By: Blonde Two
You are looking at perhaps two kilometres of Dartmoor; a well known section that is intersected by (very lovely) roads.
So a very small percent of Dartmoor’s total acreage, and nothing too wild; but look again, how many delights can you see in just this tiny section?
I counted four sets of hut circles, two cairns, one cist, one stone row, one clapper bridge, one field system, one coffin stone, two tors, three hills and one farmstead. And that is just the things that are marked on the map!
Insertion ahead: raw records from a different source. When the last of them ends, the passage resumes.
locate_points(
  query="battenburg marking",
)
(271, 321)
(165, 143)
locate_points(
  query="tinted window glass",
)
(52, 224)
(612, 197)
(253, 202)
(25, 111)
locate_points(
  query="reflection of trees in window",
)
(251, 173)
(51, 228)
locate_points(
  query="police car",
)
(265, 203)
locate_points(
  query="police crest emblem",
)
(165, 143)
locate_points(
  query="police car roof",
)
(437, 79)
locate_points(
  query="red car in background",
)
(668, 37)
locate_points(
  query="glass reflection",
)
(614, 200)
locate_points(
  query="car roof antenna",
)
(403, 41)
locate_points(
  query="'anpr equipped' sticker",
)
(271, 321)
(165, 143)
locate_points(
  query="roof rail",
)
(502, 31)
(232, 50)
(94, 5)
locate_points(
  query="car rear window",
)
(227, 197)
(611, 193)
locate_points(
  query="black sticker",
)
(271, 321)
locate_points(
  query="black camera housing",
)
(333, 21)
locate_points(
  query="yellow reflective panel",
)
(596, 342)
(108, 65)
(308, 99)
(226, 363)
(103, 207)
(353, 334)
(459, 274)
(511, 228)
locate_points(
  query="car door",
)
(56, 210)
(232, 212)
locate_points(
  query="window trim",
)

We Blondes have found most of the above before both in the daylight and at night; but for some reason, I have never checked out the farmstead before. Yesterday, my Blonde Business Missions complete, I was sitting in the sunshine on the top of Sharp Tor when my landscape admirations caused me to notice a very distinct shape of rocks. Being Blonde, I had my map with me and did a quick bit of aligning (easy when you can see a reservoir, two other tors and a road!) I think it was the fact that the rock-shaping was marked as ‘farmstead’ and not ‘hut circle’ that made me want to go and investigate.
Can you see it in the middle of this picture? You will notice that it is currently surrounded by bracken, you will not notice (because of the bracken) that it is only fifty metres away from the road.
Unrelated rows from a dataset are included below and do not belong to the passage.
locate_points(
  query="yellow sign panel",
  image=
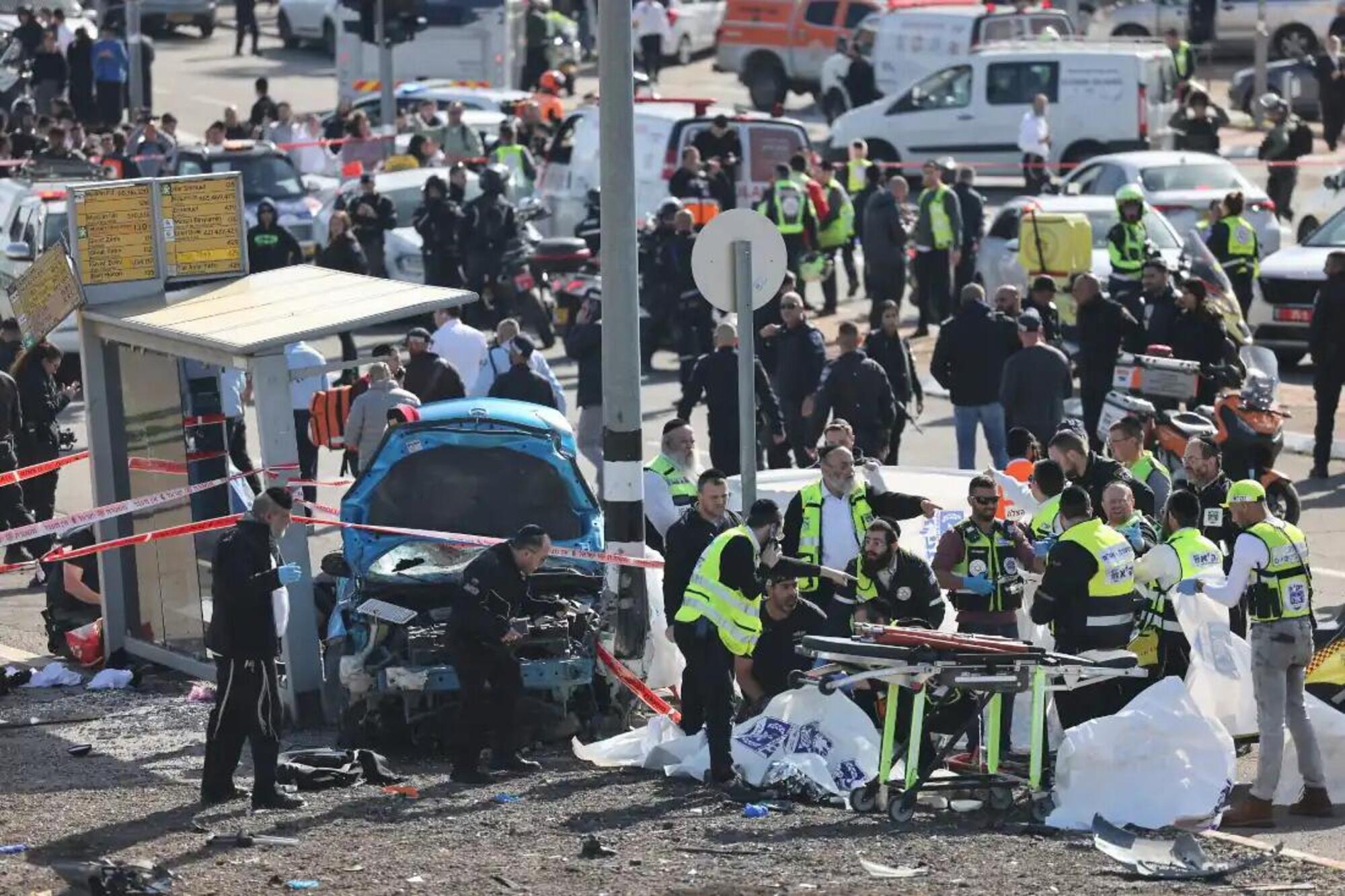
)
(201, 227)
(45, 295)
(115, 239)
I had to do a little bit of bracken fighting to get there (I have a feeling there was a path that I wasn’t on; but it was well worth it. It is a very solid-feeling structure made of large rocks, that you could imagine as an animal pound; smaller but similar to the one at Dunnabridge. If you look back at the map photo, you will see it just marked as a little circle to the right of the Yar Tor car park.
A little Dartmoor exploration and a little Dartmoor find; but fascinating and satisfying nonetheless. That’s what makes Dartmoor so endlessly entertaining, even Blondes won’t ever run out of things to find!